Non solo il caso pandoro non è isolato, ma ci sarebbe addirittura uno schema. Uno “schema Ferragni“. Gli atti dell’inchiesta che ha travolto l’influencer parlano di una condotta «ripetuta nel tempo» da parte dell’imprenditrice, che «accosta a operazioni di tipo commerciale intenti benefici» pubblicando post e video «apparentemente fuorvianti», ma «idonei a condizionare il consumatore nelle proprie scelte d’acquisto». Questo non sarebbe accaduto solo nel novembre 2022 con il pandoro della Balocco, ma precedentemente anche con la bambola Trudi e le uova di Pasqua di Dolci preziosi. A delineare lo “schema” è il decreto con cui la procura generale della Cassazione affida per competenza a Milano l’inchiesta sul pandoro che vede Chiara Ferragni indagata per truffa aggravata.

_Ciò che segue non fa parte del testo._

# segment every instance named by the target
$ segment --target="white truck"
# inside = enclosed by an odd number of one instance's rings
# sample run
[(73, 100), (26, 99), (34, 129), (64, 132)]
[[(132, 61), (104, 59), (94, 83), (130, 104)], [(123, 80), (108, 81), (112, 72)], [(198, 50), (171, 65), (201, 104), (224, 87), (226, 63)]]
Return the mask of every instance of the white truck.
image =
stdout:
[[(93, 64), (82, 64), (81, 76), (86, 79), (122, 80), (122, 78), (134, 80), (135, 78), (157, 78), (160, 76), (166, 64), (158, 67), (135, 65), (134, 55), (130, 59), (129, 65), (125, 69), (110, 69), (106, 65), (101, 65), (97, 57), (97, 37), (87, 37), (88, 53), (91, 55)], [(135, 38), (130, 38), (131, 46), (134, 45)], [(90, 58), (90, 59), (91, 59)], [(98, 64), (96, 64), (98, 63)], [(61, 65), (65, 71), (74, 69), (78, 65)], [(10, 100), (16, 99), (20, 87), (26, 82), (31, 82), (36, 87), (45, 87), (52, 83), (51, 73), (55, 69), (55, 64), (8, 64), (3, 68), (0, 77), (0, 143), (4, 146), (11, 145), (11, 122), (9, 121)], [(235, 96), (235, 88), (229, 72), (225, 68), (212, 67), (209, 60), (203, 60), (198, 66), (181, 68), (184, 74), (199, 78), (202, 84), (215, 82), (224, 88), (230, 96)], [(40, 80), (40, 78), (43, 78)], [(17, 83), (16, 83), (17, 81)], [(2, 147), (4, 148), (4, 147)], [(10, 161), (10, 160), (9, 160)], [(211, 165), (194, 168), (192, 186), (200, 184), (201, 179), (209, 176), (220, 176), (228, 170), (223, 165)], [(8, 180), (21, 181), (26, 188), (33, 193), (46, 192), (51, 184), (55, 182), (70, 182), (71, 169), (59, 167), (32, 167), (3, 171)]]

Oltre a mettere in fila i ricavi incassati dall’imprenditrice, rimarca i meccanismi della presunta finta beneficienza, concludendo che l’unica a guadagnarci sarebbe stata proprio l’influencer. Come riportato dal Messaggero, si parla di un profitto «ingiusto», ottenuto «con l’inganno» nei confronti dei consumatori che avrebbero subito un «duplice» danno. Hanno comprato il pandoro sull’onda emotiva di «un messaggio pubblicitario manipolatorio» e l’hanno pagato a «prezzo maggiorato», nella convinzione di contribuire così alla «finalità benefica la cui serietà era garantita anche dalla credibilità di una influencer da circa 30 milioni di follower».



CHIARA FERRAGNI, DOPPIO DANNO (E GUADAGNO)

Lo stesso reato per il quale è indagata Chiara Ferragni è stato ipotizzato anche nei confronti di Fabio Damato, manager, amico e suo stretto collaboratore. Per i magistrati si sarebbero spinti un po’ oltre, infatti ritengono che sussistano «indici esteriori, di tenore non equivoco, idonei a dar conto di una unitaria programmazione, nell’ambito di un medesimo disegno criminoso, dei diversi fatti di reato», in considerazione «dell’unitarietà della spinta a delinquere, dell’analogia del modus operandi e de lasso temporale che separa i diversi episodi», scrive infatti il sostituto pg Mariella De Masellis nel provvedimento, come riportato dal Messaggero. Chiara Ferragni avrebbe guadagnato due volte con le operazioni oggetto d’indagine: firmando i contratti di sponsorizzazione con le aziende e accrescendo la sua reputazione.



Infatti, il profitto dell’influencer, come evidenziato dall’aggiunto di Milano Eugenio Fusco che ha aperto il fascicolo, «è consistito anche nel rafforzamento mediatico della sua immagine», dal crescente consenso ottenuto «veicolando una rappresentazione di sé strettamente associata all’impegno personale nella charity e in tal senso è stata orientata anche la campagna Balocco». L’«enfatizzazione della finalità benefica» del pandoro, «amplificata dai mezzi di comunicazione» usati a partire dai social, ha indotto «in errore i consumatori».

I COMPENSI PER LA PRESUNTA FINTA BENEFICIENZA

Prima di quello che Chiara Ferragni ha definito un “errore di comunicazione”, l’influencer guadagnava fino a 75mila euro per un post su Instagram e 30mila euro per una storia. Il suo impegno benefico, secondo la procura di Milano, potenziando la sua immagine ha determinato di riflesso l’aumento dei compensi percepiti. Lo dimostrerebbe la campagna pubblicitaria per le uova di Pasqua di Dolci preziosi, con un compenso erogato di 500mila euro per la Pasqua 2021 e di 700 mila l’anno successivo. Invece, per il pandoro Balocco, il tariffario di Chiara Ferragni prevedeva «un corrispettivo in misura fissa» di 400mila euro alla società Fenice per tre post e altrettante storie su Instagram, più 675mila euro a Tbs Crew per un post e nove storie.

In tutti «si lasciava intendere» che Chiara Ferragni fosse «parte attiva» nella donazione all’ospedale, con un «accresciuto consenso» che «comporta incrementi nei cachet accordati dai partner commerciali». Nelle carte dell’inchiesta si fa riferimento anche alle mail tra i team dell’azienda dolciaria e di Chiara Ferragni, da cui si evince, come riportato dal Messaggero, che le parti avevano «già approvato» che l’elargizione da 50 mila euro sarebbe stata effettuata prima dell’inizio «della vendita del proddotto».